Hard Bargain

 
Help Me Please by Barbara D’Amato
(Tom Doherty Assoc., $23.95, NV) ISBN 0-312-86563-5
*****
Maggie McKittredge, her husband Senator Neal Gaston, and their three-year-old daughter, Danni are making their annual visit to Holy Name Cathedral in Chicago. The service is too long for Danni to sit still through it all, so Maggie lets her stand in the aisle and dance. A commotion occurs when an elderly parishioner gets violently ill. As Neal and Maggie try to help, Maggie’s attention is momentarily diverted from her daughter. In that short interval, someone snatches Danni.

Within moments the police are notified and the immediate area is canvassed. Shortly thereafter, on the World Wide Web, a new site appears featuring a live action scene of Danni, alone in an empty room with no food or toilet. She has only water and a small sleeping mat. With that precious little information to guide her, it becomes Deputy Chief of Detectives Polly Kelly’s responsibility to find the little girl before her abductors kill her or she dies of starvation.

Author Barbara D’Amato has done a superb job of combining a classic police procedural with a first class thriller. Help Me Please is a book best begun with enough time to finish in one sitting because it is very difficult to put down. The race to find the little girl before she starves, without alerting her kidnappers to any progress that the police are making is guaranteed to grab the attention of any reader.

The technical writing is precise and exact. The Chicago Ms. D’Amato describes really exists and the bits of city history that she throws in are an added bonus. As a police procedural, the methods described in this book ring true. The author’s description of the mechanics of setting up a web site such as the kidnappers have done is truly fascinating and in terms that a marginally computer literate person can understand.

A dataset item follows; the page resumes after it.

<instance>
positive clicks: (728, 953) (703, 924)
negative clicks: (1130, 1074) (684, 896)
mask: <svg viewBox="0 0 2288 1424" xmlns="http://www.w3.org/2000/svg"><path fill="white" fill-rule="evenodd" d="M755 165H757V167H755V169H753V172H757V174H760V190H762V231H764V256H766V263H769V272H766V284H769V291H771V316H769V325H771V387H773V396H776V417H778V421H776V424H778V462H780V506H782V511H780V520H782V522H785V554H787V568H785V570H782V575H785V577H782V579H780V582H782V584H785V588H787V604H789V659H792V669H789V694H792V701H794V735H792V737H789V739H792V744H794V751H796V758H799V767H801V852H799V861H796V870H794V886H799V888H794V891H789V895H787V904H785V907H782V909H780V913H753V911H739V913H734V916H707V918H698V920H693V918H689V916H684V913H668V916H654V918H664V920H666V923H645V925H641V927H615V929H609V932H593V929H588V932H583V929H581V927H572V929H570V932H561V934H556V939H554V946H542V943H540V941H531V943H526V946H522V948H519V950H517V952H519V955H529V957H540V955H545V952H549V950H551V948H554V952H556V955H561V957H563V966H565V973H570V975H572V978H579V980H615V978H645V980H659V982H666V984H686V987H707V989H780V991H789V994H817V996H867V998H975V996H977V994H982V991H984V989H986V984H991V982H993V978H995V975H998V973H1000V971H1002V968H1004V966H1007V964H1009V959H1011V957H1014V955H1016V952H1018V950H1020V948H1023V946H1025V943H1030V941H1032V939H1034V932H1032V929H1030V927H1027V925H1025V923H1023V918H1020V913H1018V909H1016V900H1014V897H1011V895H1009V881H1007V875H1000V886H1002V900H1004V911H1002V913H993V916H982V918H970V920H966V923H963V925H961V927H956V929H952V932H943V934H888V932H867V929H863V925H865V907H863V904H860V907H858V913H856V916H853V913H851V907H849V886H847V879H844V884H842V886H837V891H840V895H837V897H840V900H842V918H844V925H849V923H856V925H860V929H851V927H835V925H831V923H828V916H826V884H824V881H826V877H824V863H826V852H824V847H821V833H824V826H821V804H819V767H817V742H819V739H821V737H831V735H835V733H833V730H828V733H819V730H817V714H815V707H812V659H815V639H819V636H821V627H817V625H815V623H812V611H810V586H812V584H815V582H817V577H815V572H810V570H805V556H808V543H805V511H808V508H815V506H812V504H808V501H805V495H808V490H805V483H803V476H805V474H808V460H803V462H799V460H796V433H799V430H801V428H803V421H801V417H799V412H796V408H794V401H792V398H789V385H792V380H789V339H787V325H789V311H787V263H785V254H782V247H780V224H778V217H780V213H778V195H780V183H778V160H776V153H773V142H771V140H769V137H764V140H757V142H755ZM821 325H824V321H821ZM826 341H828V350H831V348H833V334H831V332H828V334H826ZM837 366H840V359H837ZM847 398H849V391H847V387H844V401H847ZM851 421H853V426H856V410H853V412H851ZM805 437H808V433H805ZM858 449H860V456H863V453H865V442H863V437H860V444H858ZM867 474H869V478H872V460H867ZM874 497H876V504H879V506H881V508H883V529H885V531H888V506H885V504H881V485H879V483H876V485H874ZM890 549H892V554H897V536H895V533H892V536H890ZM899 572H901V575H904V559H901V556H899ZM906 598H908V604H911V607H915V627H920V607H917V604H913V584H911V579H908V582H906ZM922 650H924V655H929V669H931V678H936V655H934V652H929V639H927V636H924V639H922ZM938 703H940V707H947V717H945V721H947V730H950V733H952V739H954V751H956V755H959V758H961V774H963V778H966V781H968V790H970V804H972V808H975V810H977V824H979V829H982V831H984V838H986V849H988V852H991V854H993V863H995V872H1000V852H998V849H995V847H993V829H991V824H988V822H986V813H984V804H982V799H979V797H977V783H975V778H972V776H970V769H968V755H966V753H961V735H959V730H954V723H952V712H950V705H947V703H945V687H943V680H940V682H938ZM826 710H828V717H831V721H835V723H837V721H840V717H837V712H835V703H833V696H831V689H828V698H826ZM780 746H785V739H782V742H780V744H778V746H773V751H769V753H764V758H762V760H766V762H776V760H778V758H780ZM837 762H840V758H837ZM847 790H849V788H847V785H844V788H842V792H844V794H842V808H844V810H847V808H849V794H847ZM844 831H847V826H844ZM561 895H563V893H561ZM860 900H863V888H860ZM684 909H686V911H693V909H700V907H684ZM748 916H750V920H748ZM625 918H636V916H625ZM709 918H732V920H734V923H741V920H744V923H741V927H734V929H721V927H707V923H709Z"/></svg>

The characters are wonderful. Their personalities are well developed and the interaction between various people makes for some interesting confrontations. Polly’s mother has recently come to live with her. Her mother is chronically depressed to the point where medication is of little help, so a restful night after a difficult day is rarely an option for poor Polly. Their exchanges, while outwardly amusing are actually sad. Polly’s dealings with her superiors and colleagues, as well as the FBI agent sent to help with this high profile case provide ample entertainment for those fans of character driven novels.

According to the author, the FBI and the police approach criminal case in different ways. It was interesting to note that while both agencies rely on computers for data processing and to some extent, collection, the method of interpretation of this data is quite different. In addition, the importance of the human mind in the equation of solving the crime plays quite a different role in the two agencies. Which is more appropriate or successful appears to be subject of some debate.

Despite the fact that police procedurals are usually, by nature, prone to violent scenes, Ms. D’Amato has managed to keep Help Me Please essentially free of such situations. Help Me Please is sure to satisfy readers eager to obtain factual tidbits as well as an entertaining story, and those people who enjoy character-driven books should be pleased as well.